Australian politician

Robert Ernest Clothier (26 March 1877 – 31 May 1964) was an Australian politician. Born in Queensland, he received a primary education before becoming a bookmaker. Moving to Perth, Western Australia, he became a foreman at a boot factory and secretary of the Bootmakers' Union. In 1933 he was elected to the Western Australian Legislative Assembly as the Labor member for Maylands, holding the seat until 1936. In 1937, he was elected to the Australian Senate as a Labor Senator for Western Australia. He was defeated in 1949 after he was demoted on the ticket to make way for union secretary Don Willesee. Clothier died in 1964.

==Early life==
Clothier was born on 26 March 1877 in Bulimba, Queensland, the son of Clara (née Pashew) and Frederick Robert Clothier. His father, born in Glasgow, was a stonemason.
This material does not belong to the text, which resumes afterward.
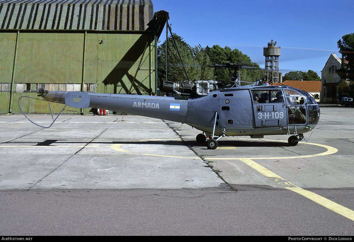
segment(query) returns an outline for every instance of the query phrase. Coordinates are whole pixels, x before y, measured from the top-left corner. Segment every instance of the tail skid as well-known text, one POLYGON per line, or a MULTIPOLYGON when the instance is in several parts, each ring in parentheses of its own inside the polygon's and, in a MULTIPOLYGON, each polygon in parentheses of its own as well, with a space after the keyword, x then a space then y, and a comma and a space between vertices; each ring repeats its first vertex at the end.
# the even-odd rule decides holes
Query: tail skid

Clothier grew up in Brisbane, attending a state school in Coorparoo. He served an apprenticeship with a Danish bootmaker and later worked in Edward Thomas Neighbour's boot factory in Fortitude Valley, where his supervisor was his future Senate colleague Joe Collings. Clothier moved to Western Australia in 1904, attracted by better economic conditions. He took up a selection and farmed wheat for a period, but subsequently returned to Perth where he became the foreman of the Berryman & Co. boot factory and secretary of the Bootmakers' Union.

==State politics==
Clothier was elected to the Western Australian Legislative Assembly at the 1933 state election, defeating incumbent Nationalist state government minister and former ALP premier John Scaddan. He was defeated after a single term at the 1936 election, losing to independent candidate Harry Hearn.

==Federal politics==
At the 1937 federal election, Clothier was elected to a six-year Senate term beginning on 1 July 1938. Senate along with two other ALP candidates, James Cunningham and James Fraser.

==Personal life==
Clothier married Ethel Gluyas in 1905, with whom he had a son and a daughter. He was widowed in 1961, and was also predeceased by his son. He died at Royal Perth Hospital on 31 May 1964 and was cremated at Karrakatta Cemetery.